Hennessy’s caption for the telegraph map not only connects the image to her point, but it also provides copyright information. If you use photos on your blog you must give credit to the source. The Creative Commons on Flicker and Wikimedia Commons both have public domain images you can use while giving the photographer credit.

The photo on the above Center for Limnology post is interestingly composed and serves as an object lesson for the post as a whole.

Links

Links give extra information to your readers. In Hennessy’s post, she often links to the site her students created and to the specific syllabi that encompass each of the four frames for understanding “the global” that her class analyzed. Having links that provide a direct route to information and resources allows your blog to make the most out of being on the web.

Block quotes

Block quoting gives readers’ eyes a break and bolsters the author’s credibility. Using a source’s words instead rephrasing shows that your points are well supported.

Final Words

Writing a good take–away can, as Leccese and Lanson point out, help readers remember and engage with your post. For the most part, Hawk’s blog summarizes and applauds the study of mammoths on Saint Paul Island, but he ends the post by saying:

However, I hesitate on one point. I would not so quickly assume there was never a short or intermittent presence of humans on the island, and that humans may have been involved in the mammoth extinction.

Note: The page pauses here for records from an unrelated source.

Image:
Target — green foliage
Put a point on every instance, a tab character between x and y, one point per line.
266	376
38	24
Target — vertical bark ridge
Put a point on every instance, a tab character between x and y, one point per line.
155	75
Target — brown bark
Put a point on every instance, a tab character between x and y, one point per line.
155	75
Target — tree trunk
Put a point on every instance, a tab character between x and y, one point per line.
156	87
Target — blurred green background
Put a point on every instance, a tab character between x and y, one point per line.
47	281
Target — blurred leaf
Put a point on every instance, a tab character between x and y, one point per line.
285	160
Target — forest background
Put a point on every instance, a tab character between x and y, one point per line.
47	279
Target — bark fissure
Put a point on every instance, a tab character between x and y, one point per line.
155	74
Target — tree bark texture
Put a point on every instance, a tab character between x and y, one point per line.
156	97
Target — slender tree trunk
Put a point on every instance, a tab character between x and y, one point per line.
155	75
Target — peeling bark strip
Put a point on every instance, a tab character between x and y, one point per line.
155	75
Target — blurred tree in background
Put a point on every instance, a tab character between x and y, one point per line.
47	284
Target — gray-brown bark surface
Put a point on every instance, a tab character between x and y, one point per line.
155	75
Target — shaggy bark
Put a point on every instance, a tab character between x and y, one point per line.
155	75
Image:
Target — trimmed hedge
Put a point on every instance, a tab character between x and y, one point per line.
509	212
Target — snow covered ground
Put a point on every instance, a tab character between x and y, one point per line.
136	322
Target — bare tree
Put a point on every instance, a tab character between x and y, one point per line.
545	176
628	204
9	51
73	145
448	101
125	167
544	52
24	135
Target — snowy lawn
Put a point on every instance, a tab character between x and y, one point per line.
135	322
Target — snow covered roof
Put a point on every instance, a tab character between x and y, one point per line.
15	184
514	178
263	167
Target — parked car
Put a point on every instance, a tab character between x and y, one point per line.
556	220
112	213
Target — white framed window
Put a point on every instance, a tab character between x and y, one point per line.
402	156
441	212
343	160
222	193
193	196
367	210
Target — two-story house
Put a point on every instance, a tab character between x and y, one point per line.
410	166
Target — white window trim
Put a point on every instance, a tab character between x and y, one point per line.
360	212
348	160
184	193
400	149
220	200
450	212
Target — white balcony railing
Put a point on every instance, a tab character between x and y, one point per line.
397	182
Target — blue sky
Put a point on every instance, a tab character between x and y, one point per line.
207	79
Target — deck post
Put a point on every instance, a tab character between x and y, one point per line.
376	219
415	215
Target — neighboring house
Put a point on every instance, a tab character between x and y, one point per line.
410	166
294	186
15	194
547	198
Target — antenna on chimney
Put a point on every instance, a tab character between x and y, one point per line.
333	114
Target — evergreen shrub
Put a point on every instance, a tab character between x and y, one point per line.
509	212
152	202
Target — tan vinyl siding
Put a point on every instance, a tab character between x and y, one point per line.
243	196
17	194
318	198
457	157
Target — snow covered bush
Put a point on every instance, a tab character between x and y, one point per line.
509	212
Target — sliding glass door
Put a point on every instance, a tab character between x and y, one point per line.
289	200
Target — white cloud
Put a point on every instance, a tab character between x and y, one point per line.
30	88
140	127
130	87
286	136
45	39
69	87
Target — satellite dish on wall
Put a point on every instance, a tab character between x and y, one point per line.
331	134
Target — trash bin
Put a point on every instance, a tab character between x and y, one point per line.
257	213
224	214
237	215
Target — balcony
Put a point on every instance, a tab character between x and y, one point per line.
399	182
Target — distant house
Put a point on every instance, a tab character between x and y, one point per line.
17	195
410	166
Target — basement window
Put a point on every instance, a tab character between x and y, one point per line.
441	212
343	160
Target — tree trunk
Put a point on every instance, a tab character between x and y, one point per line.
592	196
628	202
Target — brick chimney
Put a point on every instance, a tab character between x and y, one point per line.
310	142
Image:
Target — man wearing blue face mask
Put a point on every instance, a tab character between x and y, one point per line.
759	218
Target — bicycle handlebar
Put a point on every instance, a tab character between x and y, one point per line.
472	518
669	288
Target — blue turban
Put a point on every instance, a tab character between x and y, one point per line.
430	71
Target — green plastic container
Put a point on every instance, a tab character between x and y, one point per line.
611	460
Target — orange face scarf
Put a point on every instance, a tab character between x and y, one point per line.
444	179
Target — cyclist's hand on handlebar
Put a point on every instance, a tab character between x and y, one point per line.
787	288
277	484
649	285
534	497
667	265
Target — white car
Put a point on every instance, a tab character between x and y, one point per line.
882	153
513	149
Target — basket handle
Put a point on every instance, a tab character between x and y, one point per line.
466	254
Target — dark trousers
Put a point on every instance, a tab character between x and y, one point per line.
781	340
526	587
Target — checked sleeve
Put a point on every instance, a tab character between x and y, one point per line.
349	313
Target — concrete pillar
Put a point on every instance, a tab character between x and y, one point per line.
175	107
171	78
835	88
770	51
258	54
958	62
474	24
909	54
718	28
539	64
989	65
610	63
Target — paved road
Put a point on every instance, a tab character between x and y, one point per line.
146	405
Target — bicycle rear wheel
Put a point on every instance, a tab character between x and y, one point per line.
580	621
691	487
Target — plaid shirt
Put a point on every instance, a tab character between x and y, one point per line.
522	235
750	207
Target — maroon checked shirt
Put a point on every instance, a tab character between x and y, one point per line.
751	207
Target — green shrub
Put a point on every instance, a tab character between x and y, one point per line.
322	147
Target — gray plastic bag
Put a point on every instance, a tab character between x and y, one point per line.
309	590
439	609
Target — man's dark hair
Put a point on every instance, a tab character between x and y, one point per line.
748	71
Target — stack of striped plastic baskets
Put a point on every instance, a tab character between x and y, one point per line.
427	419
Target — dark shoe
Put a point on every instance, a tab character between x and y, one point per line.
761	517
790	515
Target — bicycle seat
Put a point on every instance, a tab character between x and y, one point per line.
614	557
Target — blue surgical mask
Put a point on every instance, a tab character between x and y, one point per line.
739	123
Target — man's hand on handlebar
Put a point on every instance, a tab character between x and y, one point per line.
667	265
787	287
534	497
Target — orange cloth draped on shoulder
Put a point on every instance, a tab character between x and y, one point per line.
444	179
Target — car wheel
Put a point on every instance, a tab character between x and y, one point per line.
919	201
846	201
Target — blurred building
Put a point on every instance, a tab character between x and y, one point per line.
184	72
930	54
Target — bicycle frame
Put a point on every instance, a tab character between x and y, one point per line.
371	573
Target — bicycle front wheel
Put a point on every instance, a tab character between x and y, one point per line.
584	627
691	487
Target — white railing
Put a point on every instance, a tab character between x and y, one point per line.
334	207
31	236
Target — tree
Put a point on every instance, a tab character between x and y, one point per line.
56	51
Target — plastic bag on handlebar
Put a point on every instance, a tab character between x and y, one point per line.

Questioning the study and the impact of humans is a provocative alternative view. It makes readers think more critically about the study and develop their own opinion, and in doing so, Hawk’s post invites a conversation.

A Note on Organization

Effective posts make at most two or three focused points and provide evidence to support them. Each of the three examples offered exemplify clear, brief points. “Global Visions” reflects on the class and the four frames of understanding “the global” the class used. Numbering in your post can help you as a writer limit your points and can help your reader understand the organization of your post. By clearly identifying what you want to analyze or argue and by providing support for your main points with research, anecdotes, or examples, you can establish a clear focus.

Why having an audience matters and how to get one

Blogs have the unique capability to allow readers and writers to interact. Thinking carefully about how to not only get readers to your blog, but also how to foster community and conversation are important elements of writing a blog. People often find blogs on the web through social media. UW–Madison student Ashley Hampton’s Raw in College lifestyle and food blog has reached nearly a million hits in part because it is linked to Hampton’s twitter, Instagram, and YouTube accounts. Once readers have found a blog, they might check it once a week to see what’s new, but posting on Facebook about recent entries will help establish an audience.

Allowing comments on your blog will bring readers back because by engaging in conversation you build a network of people who are interested in your blog’s topic and want to continue thinking about it with others. Sometimes it can be hard to build up your comment section, so don’t be afraid to ask friends or family members to comment and get the discussion going. You could also end your post in a question.

Happy blogging!

Works Cited and Consulted

Lanson, Jerry. Writing for Others, Writing for Ourselves: Telling Stories in an Age of Blogging. Rowman & Littlefield Publishers, 2011.

Leccese Mark, and Jerry Lanson. The Elements of Blogging: Expanding the Conversation of Journalism. Focal Press, 2016.